GAPP is back at high school
It’s back! For the first time since 2018, the German American Partnership Program is up and running at Northampton Area High School - and excitement is in the air.
GAPP, as it is known, has been an integral part of the NAHS community, occurring every two years since 1996.
The COVID-19 pandemic put this program on hold. Now that it is back, the folks involved are ready.
April Krempasky is the teacher who organized this in 1996 and remains the backbone of this partnership with the Northampton community to this day. The Goethe Institute of Germany and the American government partner to decide which schools should be chosen for this exchange program.
The fact that Northampton was chosen is an honor, Krempasky said.
The Europoschule Gladenbach organization decides which students are qualified for the program. The German students who participate must be in 11th grade. They must have a 3.0 average, no discipline issues and be a role model/leader for other students. The students arrived March 20, and they will spend the next two weeks living with a host family, have a tremendous opportunity to explore this country and learn the American culture.
During their stay, students will travel to Philadelphia, Washington, D.C., and New York City. They will also experience the history, culture and life of the borough of Northampton.
Americans students participating must be in the German 2 class and be in 10th grade.
This is a chance for all students involved to learn about other cultures’ education systems, practice a second language and build lifetime friendships. Krempasky pointed out that many students from the first exchange in 1996 are still in touch through visits and letters to this day, reflecting the importance of relationship building to the students involved.
Dr. Michelle Schoeneberger, assistant superintendent for Northampton Area School District, welcomed the students at the recent breakfast reception, commenting that five years is a long time without this program. Everyone is more than thrilled the program is back and functioning well.
Luke Shafnisky, principal of NAHS, pointed out the students will really learn from each other and it will be an experience to create lasting memories for all involved. NAHS is happy to support a program such as this, he said.
Krempasky said staying with the families keeps the costs down. It also builds insight into American family norms, structures and practices.
The German students get to see how American life is played out in school, social situations and interactions among peers and their teachers.

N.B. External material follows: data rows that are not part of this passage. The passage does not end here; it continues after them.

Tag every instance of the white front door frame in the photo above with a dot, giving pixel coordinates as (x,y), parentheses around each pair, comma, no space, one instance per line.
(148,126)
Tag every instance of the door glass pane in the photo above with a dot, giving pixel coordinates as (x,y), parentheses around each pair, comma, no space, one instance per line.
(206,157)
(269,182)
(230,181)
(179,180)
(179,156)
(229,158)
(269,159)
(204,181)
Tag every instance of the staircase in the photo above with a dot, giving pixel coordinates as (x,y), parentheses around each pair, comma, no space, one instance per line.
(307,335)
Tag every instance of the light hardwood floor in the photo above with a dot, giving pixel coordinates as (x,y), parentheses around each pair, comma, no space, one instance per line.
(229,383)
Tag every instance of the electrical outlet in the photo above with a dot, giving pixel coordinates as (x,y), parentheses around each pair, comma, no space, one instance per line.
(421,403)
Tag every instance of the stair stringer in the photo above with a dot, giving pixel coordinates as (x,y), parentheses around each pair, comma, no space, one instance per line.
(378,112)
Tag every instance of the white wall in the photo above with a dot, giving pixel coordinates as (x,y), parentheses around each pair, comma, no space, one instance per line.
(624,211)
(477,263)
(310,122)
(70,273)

On June 7, the American students will go to Germany for two weeks to participate in the same experience and learn about German culture and education. The German school calendar is much different than in America. The structure of the German education system also differs from the American model. For instance, German students have shorter summer vacations but have more frequent breaks throughout the year. German students are required to learn a second language, usually English, around age 12.
NAHS was awarded a plaque that shows they are a School of Distinction for promoting citizen diplomacy and fostering international understanding through a German American youth exchange. It is an honor they do not take lightly, all agreed.